Weiche Welle soll AKW ans Netz spülen

■ In Mülheim-Kärlich begann gestern die Neuauflage des Erörterungstermins für die Neugenehmigung des umstrittenen Reaktors / Bürgerinitiativen kritisieren ein „unheilbar rechtswidriges Verfahren“

Mülheim-Kärlich (taz) - Zum Auftakt gab es deutsche Schlager, so gut wie keine Polizei und einen fast devoten Verhandlungsleiter. In der zweiten Runde der öffentlichen sogenannten Erörterung des Atomkraftwerkes Mülheim-Kärlich setzte das Mainzer Umweltministerium diesmal auf die weiche Welle statt auf den alten Konfrontationskurs, der den ersten Erörterungstermin im August unter skandalösen Bedingungen hatte platzen lassen. Diesmal durften sogar die Nicht -Einwender an der Veranstaltung in der Rheinlandhalle teilnehmen. Der neu eingesetzte Verhandlungsleiter Wolf räumte gleich zu Beginn der Erörterung „erhebliche Zweifel“ an der Verhältnismäßigkeit der martialischen Eingangskontrollen bei der ersten Verfahrensrunde ein.

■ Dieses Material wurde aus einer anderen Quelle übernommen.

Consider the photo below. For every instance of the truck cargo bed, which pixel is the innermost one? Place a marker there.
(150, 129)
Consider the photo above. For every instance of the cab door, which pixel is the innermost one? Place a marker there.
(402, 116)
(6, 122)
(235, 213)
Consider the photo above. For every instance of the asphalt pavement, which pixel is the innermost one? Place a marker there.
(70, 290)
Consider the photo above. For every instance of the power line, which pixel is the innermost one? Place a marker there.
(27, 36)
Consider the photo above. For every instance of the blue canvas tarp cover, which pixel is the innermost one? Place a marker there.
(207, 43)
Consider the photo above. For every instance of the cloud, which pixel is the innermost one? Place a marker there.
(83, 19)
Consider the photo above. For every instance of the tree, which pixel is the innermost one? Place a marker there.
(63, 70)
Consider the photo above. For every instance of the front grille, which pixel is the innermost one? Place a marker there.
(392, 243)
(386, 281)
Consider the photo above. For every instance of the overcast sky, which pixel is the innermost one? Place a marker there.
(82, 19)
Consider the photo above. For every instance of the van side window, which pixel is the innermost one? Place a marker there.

Wolfs großzügigen Gestus sehen die Vertreter der 66.000 Einwender, die gegen die erste Teilgenehmigung des AKW Widersruch erhoben haben, als taktisches Manöver. Einwender -Rechtsanwalt Klöckner sagte, dem Mainzer Umweltministerium gehe es nur darum, das AKW „irgendwie in Betrieb zu kriegen“, notfalls auch mit Zugeständnissen an die Einwender. Rechtsanwalt Baumann sprach von einem „Wendehals -Manöver“. Aber immer noch würden den Einwendern notwendige AKW-Unterlagen vorenthalten, die sie für Gegengutachten bräuchten.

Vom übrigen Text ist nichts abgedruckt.